Drug administration into mice

PXS-LOX_1 (referred to as PXS-5446 in our catalogue) was mixed with pure olive oil at a concentration of 5 mg/mL. GATA-1low mice received intra-peritoneal injections of either PXS-LOX_1 (n = 8, 5 males and 3 females) or vehicle (olive oil, n = 9, 5 males and 4 females) at a dose of 15 mg/kg four times a week for nine weeks and were then sacrificed for analysis. Spleen and femurs were harvested for analysis at sacrifice. At the beginning of experiments (drug administration), mice of 15 to 16 weeks old were used. At this mouse age we expect initiation of fibrosis[23], also based on our earlier study[24]. This dosage of PXS-LOX_1 was chosen as it provided inhibition of LOX activity.

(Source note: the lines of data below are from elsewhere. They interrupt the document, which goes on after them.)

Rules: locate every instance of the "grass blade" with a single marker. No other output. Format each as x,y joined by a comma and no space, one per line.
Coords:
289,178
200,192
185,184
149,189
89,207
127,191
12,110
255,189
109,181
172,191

PXS-LOX_2 (referred to as PXS-5505A in our catalogue) has improved properties and was given orally. PXS_LOX-2 was dissolved in phosphate-buffered saline (PBS) at a concentration of 1 mg/mL, aliquoted in single-use volumes and frozen at −20°C. At the day of the treatment, aliquots were thawed at room temperature and administered by oral gavage. Animals were treated at the dose of 5mg/kg, once a day 4 times a week for a total of 8 weeks. Treatment groups consisted of JAK2V617F/PXS-LOX_2 (n = 7, 4 males and 3 females), JAK2V617F/vehicle (PBS, n = 6, 4 males and 2 females), C57BL6J/PXS-LOX_2 (η = 11, 5 males and 6 females), C57BL6J /vehicle (PBS, n = 10, 4 males and 6 females). Animals were at 15 to 17 weeks of age at the start of the treatment. Peripheral blood counts were analyzed monthly, including at pre-treatment, and weight was measured bi-weekly, including at pre-treatment. At the end of the treatment, plasma was obtained from EDTA-anticoagulated peripheral blood collected by cardiac puncture, aliquoted, and frozen at −80 °C. Abdominal artery and ear flaps were collected and frozen immediately on liquid nitrogen and stored at −80 °C. Spleen was harvested, weighted and separated into frozen samples for hydroxyproline analysis and fixed samples for histology. Femurs were fixed for histological analysis.